Cette production sera retransmise sur grand écran. Cela fait maintenant des années que vous avez cette proposition : quels effets en constatez-vous sur votre public ?
Nous avons fait des enquêtes qui montrent que beaucoup de spectateurs n’avaient jamais vu d’opéra avant ces retransmissions. Nous cherchons aussi à aller dans des villes qui sont loin de Lille. Cette année, nous ne retransmettrons pas sur la place de l’Opéra, car cela demande des moyens que nous ne pouvons assumer dans le contexte actuel (cela fait partie des dépenses que nous pouvions couper), mais dans la salle de l’Orchestre, au Nouveau Siècle. Au moins, nous sommes donc assurés d’être au chaud et au sec, confortablement installés, même si ce ne sera pas la grande fête dont nous avons l’habitude, avec des milliers de personnes. L’Opéra sera tout de même retransmis dans 22 villes de la région. Ce dispositif a pour but de montrer que l’opéra peut être une fête, accessible à tous. Nous tenons à ce que ce soit gratuit car ce n’est tout de même pas tout à fait l’opéra, pas tout à fait le spectacle : il faut que les gens viennent voir en salle ce que c’est. Un jour, il serait intéressant de faire une enquête pour savoir, dans le public de l’Opéra, qui a vu son premier spectacle lyrique lors de l’une de ces retransmissions.

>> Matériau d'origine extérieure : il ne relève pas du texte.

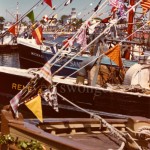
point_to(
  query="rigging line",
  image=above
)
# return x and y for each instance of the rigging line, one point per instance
(67, 24)
(25, 14)
(94, 39)
(103, 54)
(75, 34)
(58, 8)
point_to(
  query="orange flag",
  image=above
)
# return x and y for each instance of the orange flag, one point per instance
(115, 55)
(37, 35)
(145, 5)
(12, 30)
(36, 107)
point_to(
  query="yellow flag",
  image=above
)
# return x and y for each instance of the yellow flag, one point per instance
(35, 106)
(115, 55)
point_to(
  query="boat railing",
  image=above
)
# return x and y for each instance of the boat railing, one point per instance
(62, 133)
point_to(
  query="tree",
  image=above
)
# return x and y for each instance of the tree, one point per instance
(2, 19)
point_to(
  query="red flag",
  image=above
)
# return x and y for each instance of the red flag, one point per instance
(48, 2)
(106, 20)
(12, 30)
(37, 35)
(145, 5)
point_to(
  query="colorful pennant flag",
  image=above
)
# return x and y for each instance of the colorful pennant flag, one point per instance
(106, 20)
(14, 102)
(96, 8)
(37, 34)
(45, 72)
(48, 2)
(36, 107)
(145, 5)
(50, 96)
(115, 55)
(113, 3)
(30, 15)
(45, 18)
(81, 39)
(12, 29)
(68, 2)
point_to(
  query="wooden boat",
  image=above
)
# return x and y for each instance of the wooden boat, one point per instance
(74, 134)
(118, 100)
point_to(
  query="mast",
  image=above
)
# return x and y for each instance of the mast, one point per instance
(130, 27)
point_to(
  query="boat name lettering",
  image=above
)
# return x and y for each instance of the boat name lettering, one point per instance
(17, 86)
(74, 64)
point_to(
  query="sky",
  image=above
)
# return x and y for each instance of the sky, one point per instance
(8, 8)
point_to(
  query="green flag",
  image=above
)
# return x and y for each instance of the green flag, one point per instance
(30, 15)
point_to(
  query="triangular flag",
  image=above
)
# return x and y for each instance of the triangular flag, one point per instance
(12, 29)
(37, 35)
(115, 55)
(48, 2)
(35, 106)
(145, 5)
(30, 15)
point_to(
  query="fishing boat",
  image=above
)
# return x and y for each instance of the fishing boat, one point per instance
(73, 133)
(117, 99)
(33, 55)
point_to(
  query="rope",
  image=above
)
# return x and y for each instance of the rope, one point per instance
(76, 34)
(111, 128)
(121, 136)
(94, 40)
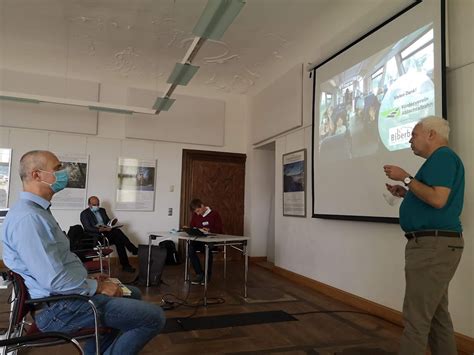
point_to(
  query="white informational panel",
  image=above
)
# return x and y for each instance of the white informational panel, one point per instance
(44, 116)
(191, 119)
(135, 185)
(278, 108)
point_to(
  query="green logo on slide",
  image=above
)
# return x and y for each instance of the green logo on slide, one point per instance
(407, 101)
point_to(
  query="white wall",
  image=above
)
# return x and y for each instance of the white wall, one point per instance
(367, 259)
(104, 150)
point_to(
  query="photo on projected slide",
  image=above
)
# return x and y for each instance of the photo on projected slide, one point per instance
(373, 106)
(294, 180)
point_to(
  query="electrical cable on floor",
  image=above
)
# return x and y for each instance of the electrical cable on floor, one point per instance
(347, 311)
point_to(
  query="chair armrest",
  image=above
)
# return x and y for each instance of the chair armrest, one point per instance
(58, 298)
(76, 297)
(33, 340)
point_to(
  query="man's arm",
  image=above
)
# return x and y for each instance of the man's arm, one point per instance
(435, 196)
(42, 247)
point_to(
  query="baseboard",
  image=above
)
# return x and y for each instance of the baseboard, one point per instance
(465, 343)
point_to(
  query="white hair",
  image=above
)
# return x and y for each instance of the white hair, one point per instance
(437, 124)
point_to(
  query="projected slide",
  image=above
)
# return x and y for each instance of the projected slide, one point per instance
(366, 101)
(374, 105)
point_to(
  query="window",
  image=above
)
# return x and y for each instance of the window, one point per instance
(5, 158)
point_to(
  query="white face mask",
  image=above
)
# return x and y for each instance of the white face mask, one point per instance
(61, 179)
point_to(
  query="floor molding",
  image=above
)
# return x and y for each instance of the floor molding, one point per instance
(465, 343)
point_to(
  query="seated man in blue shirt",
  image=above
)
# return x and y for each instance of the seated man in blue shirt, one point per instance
(95, 219)
(35, 247)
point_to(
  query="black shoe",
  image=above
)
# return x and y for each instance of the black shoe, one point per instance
(128, 268)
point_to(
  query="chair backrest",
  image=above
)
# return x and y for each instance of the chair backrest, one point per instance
(78, 239)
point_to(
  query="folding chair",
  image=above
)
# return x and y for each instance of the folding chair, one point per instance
(24, 333)
(94, 251)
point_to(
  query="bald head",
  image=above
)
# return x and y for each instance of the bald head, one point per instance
(93, 201)
(34, 160)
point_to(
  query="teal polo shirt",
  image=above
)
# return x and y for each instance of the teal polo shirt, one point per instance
(442, 168)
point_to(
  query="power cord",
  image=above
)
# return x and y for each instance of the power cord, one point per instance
(345, 311)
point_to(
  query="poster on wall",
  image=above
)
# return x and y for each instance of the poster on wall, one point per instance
(135, 185)
(294, 183)
(74, 195)
(5, 165)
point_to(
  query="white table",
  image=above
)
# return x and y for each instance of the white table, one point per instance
(224, 240)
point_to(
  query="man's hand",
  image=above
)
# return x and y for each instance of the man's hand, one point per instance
(396, 190)
(395, 172)
(108, 288)
(100, 277)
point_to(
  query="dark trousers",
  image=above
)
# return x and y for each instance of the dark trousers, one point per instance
(198, 246)
(122, 243)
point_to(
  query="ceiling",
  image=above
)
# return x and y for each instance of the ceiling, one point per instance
(137, 42)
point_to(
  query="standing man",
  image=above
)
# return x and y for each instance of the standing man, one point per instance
(35, 247)
(95, 219)
(430, 217)
(210, 221)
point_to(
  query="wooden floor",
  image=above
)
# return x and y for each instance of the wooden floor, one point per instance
(323, 326)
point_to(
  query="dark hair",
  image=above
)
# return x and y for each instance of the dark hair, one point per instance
(195, 203)
(90, 198)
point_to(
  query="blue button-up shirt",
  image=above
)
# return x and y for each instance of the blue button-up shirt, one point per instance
(35, 247)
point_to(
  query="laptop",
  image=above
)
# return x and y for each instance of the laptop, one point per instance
(196, 232)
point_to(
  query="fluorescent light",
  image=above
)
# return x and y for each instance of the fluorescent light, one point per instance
(99, 106)
(163, 103)
(18, 99)
(109, 109)
(217, 17)
(182, 74)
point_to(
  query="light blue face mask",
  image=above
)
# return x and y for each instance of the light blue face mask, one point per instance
(62, 178)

Vous poursuivez le travail avec Finoreille : en quoi consiste ce dispositif ?
En 2015, après plus de 10 ans d’actions variées dans les établissements scolaires, qui permettent aux enfants de venir à nous, nous avons souhaité aller à eux. Nous voulions aussi un processus qui s’étende dans le temps et qui ne soit pas une seule rencontre. Aller au spectacle, c’est un engagement : il faut s’y prendre à l’avance, et on ne sait jamais ce qu’on va voir, si on va aimer. Il faut donc aller voir plusieurs spectacles pour se faire une oreille.

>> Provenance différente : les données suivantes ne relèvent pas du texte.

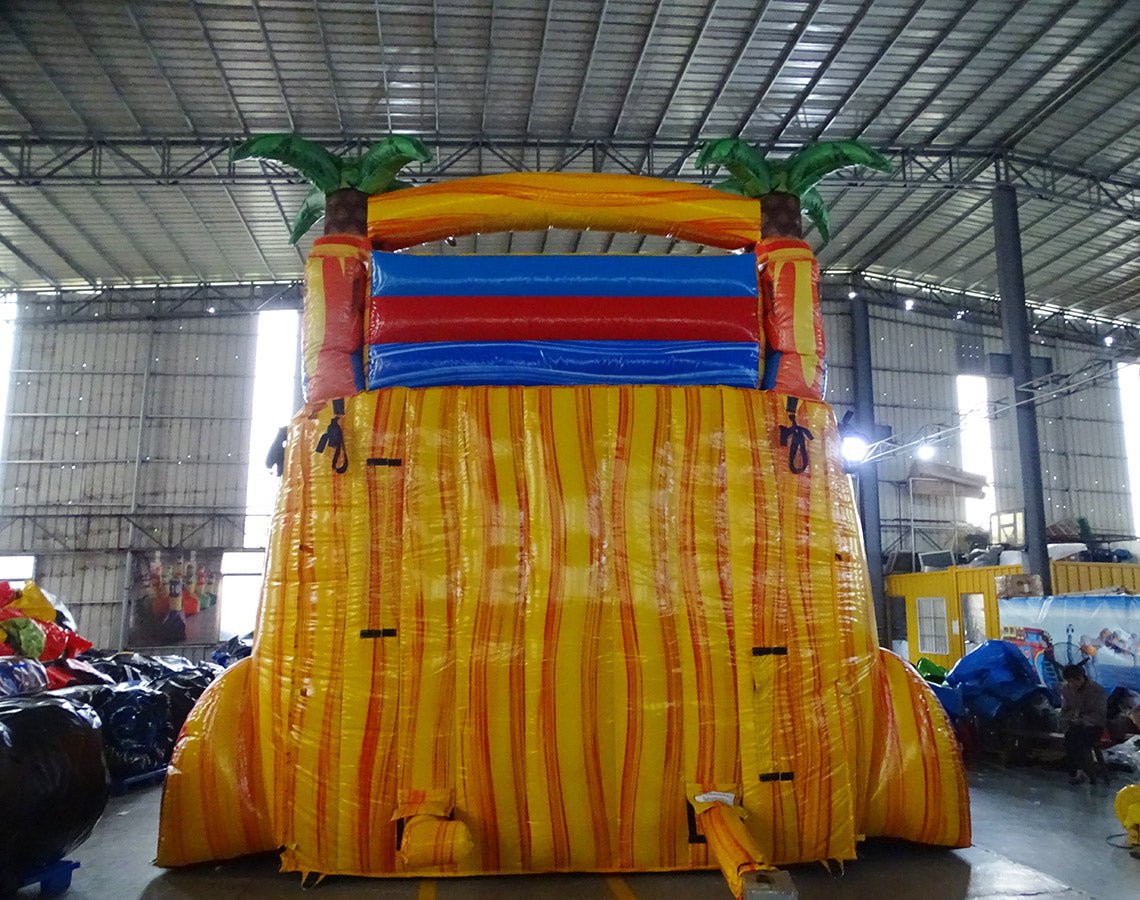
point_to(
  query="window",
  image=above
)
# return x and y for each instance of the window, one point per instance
(274, 374)
(933, 634)
(239, 592)
(1128, 380)
(976, 444)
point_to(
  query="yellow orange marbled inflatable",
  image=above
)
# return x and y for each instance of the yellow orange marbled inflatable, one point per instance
(536, 201)
(563, 629)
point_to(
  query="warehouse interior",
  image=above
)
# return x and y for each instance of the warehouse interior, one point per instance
(980, 305)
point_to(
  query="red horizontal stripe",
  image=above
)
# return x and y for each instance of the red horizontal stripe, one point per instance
(418, 319)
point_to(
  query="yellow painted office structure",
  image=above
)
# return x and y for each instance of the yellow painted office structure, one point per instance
(959, 605)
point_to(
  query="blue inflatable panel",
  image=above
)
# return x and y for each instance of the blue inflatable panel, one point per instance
(428, 365)
(405, 275)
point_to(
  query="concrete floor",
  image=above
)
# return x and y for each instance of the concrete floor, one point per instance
(1034, 836)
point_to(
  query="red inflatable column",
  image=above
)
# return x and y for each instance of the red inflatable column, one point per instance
(789, 282)
(336, 281)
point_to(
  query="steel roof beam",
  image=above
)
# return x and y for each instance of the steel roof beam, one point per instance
(738, 57)
(821, 70)
(1006, 142)
(616, 122)
(917, 167)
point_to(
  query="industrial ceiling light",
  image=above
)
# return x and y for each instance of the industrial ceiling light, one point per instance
(853, 445)
(854, 448)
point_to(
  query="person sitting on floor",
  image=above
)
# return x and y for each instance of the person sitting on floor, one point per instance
(1084, 710)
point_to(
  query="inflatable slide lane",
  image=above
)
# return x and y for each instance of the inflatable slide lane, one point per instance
(576, 582)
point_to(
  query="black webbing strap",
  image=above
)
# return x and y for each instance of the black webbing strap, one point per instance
(334, 439)
(795, 437)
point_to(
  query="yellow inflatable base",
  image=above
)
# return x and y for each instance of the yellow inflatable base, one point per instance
(597, 629)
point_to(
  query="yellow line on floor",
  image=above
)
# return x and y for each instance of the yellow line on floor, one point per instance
(619, 889)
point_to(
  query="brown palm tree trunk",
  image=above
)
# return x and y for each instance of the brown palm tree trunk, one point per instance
(347, 212)
(780, 216)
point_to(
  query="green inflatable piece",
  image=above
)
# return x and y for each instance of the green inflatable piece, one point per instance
(930, 671)
(24, 635)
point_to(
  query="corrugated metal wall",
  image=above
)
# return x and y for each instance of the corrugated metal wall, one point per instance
(124, 436)
(76, 405)
(915, 362)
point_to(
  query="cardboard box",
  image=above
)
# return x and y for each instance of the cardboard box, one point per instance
(1018, 585)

Finoreille est donc une proposition d’ateliers (et pas une maîtrise ou un chœur d’enfants) de pratique vocale. Nous allons partout dans la région, en lien avec les écoles mais la plupart du temps en dehors du temps scolaire. Les enfants qui le souhaitent peuvent participer, sans audition et sans sélection. Certains enfants viennent assister pendant un mois aux ateliers sans participer, sans chanter, puis se lancent d’un coup. C’est une manière d’apprendre à s’exprimer devant les autres. Nous allons beaucoup dans des quartiers dits prioritaires (dans les trois quarts des cas), mais pas seulement. Nous mélangeons les quartiers urbains et les quartiers ruraux. Nous avons aujourd’hui 19 ateliers (dont un dans un hôpital) et 340 enfants entre 8 et 12 ans. C’est une très grosse organisation menée par huit chefs de chœur, avec des ateliers qui se déroulent toutes les semaines. Le résultat est au-delà des espérance que nous avions à l’origine, tant en termes artistique (nous pouvons emmener ces enfants très loin) que humain (notamment dans la relation avec les parents que nous touchons aussi indirectement).
Quels seront les grands évènements danse de la saison ?

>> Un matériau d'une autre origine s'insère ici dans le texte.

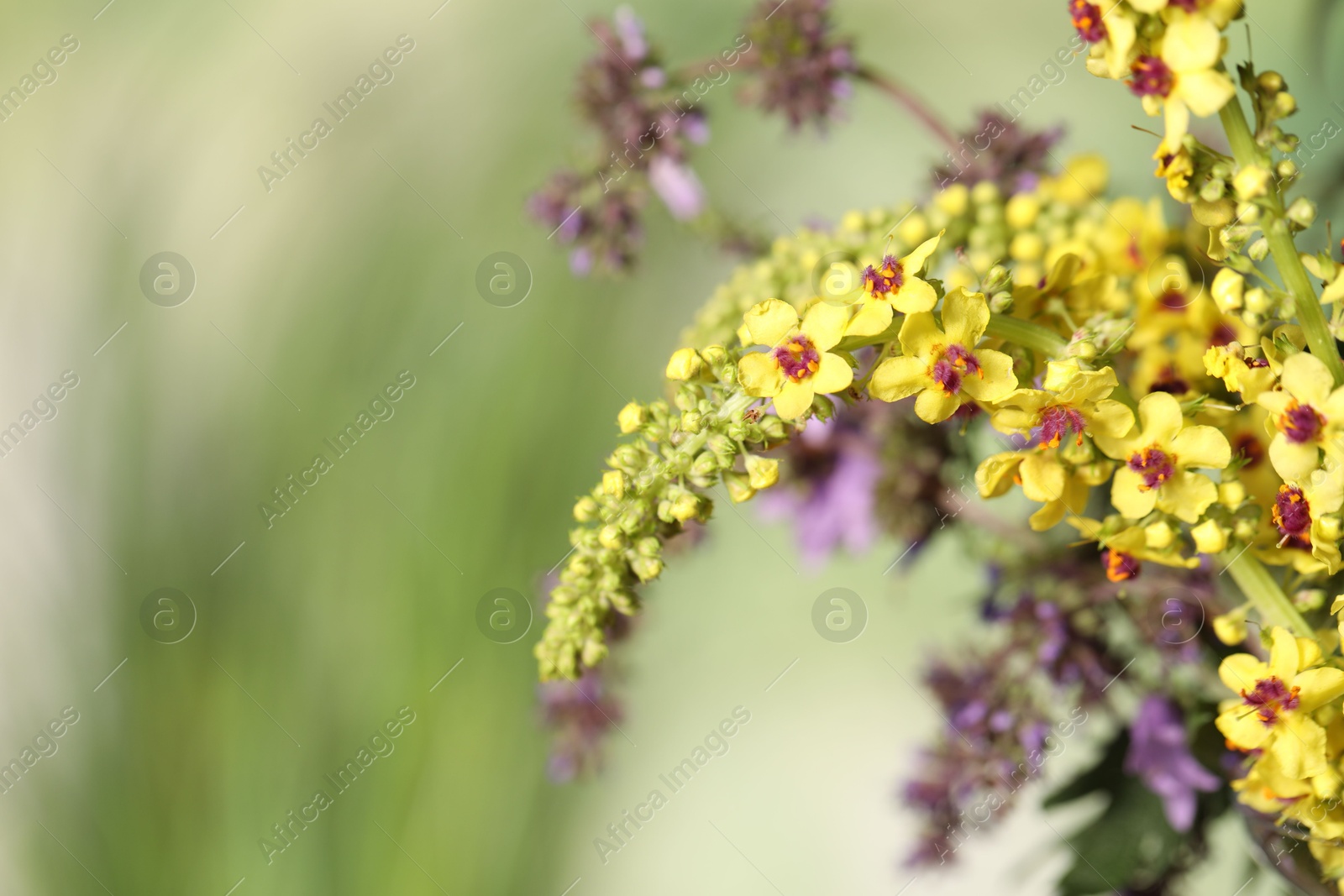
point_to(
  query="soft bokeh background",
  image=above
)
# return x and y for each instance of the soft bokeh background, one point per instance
(355, 604)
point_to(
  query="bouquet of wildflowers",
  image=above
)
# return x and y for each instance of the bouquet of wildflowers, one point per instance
(1167, 394)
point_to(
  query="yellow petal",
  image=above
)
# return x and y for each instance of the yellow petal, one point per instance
(770, 322)
(1294, 461)
(898, 378)
(1284, 656)
(1300, 750)
(1043, 477)
(1178, 121)
(1307, 379)
(920, 336)
(759, 375)
(1241, 671)
(934, 406)
(1131, 500)
(914, 262)
(1110, 418)
(1160, 418)
(1205, 92)
(964, 317)
(1202, 446)
(833, 375)
(1319, 687)
(1243, 728)
(793, 399)
(998, 380)
(826, 322)
(914, 296)
(873, 317)
(1187, 495)
(1193, 43)
(995, 474)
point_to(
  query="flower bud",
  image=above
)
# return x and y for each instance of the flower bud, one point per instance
(1159, 535)
(1270, 82)
(1210, 537)
(1214, 212)
(739, 488)
(763, 472)
(1303, 212)
(1229, 286)
(685, 506)
(953, 201)
(631, 418)
(1257, 301)
(586, 510)
(1231, 495)
(1000, 302)
(1021, 211)
(611, 537)
(1252, 181)
(773, 427)
(647, 569)
(613, 484)
(685, 363)
(1230, 627)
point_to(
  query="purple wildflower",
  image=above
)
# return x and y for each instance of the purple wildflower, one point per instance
(1160, 758)
(804, 69)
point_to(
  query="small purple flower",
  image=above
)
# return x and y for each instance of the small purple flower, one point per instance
(833, 504)
(678, 187)
(1160, 758)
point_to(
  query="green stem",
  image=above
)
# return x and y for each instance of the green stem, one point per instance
(1280, 238)
(1034, 336)
(1263, 590)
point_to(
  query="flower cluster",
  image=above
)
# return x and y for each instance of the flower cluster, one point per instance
(1149, 387)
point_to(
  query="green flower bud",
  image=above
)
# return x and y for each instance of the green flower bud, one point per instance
(1303, 212)
(586, 510)
(685, 363)
(706, 465)
(763, 472)
(647, 569)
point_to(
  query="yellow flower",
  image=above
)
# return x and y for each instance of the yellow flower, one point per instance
(1046, 479)
(894, 286)
(1277, 700)
(1158, 461)
(1126, 547)
(1307, 516)
(1072, 402)
(1183, 78)
(1307, 417)
(944, 365)
(1249, 376)
(797, 363)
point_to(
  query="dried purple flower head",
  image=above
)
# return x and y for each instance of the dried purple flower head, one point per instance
(999, 150)
(604, 228)
(832, 477)
(580, 714)
(1160, 758)
(804, 69)
(642, 112)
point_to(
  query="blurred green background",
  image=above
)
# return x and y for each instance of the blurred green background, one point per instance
(313, 296)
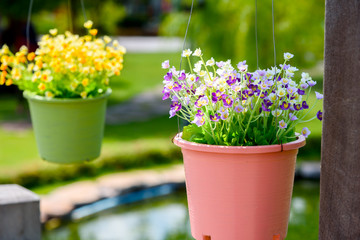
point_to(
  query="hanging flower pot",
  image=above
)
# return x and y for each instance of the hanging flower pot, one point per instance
(239, 192)
(240, 147)
(66, 82)
(68, 130)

Nous montrerons beaucoup de chorégraphes qui ont été importants pour la maison. D’abord, il y aura donc la création de Boris Charmatz que j’ai mentionnée, qui sera l’évènement chorégraphique de la saison. Nous reprendrons une pièce existante de Maguy Marin, qui reviendra avec Umwelt, une pièce magnifique. Anne Teresa De Keersmaeker, qui est venue pratiquement tous les ans depuis 20 ans, présentera sa prochaine création. Christian Rizzo présentera en son lieu, la dernière pièce qu’il a créée, que nous donnerons hors-les-murs. Enfin, Pierre Pontvianne, une personnalité formidable, proposera lui aussi hors-les-murs une création qu’il est venu travailler ici en résidence. C’est une manière de continuer à soutenir la création et des chorégraphes qui font un travail sur des langages nouveaux.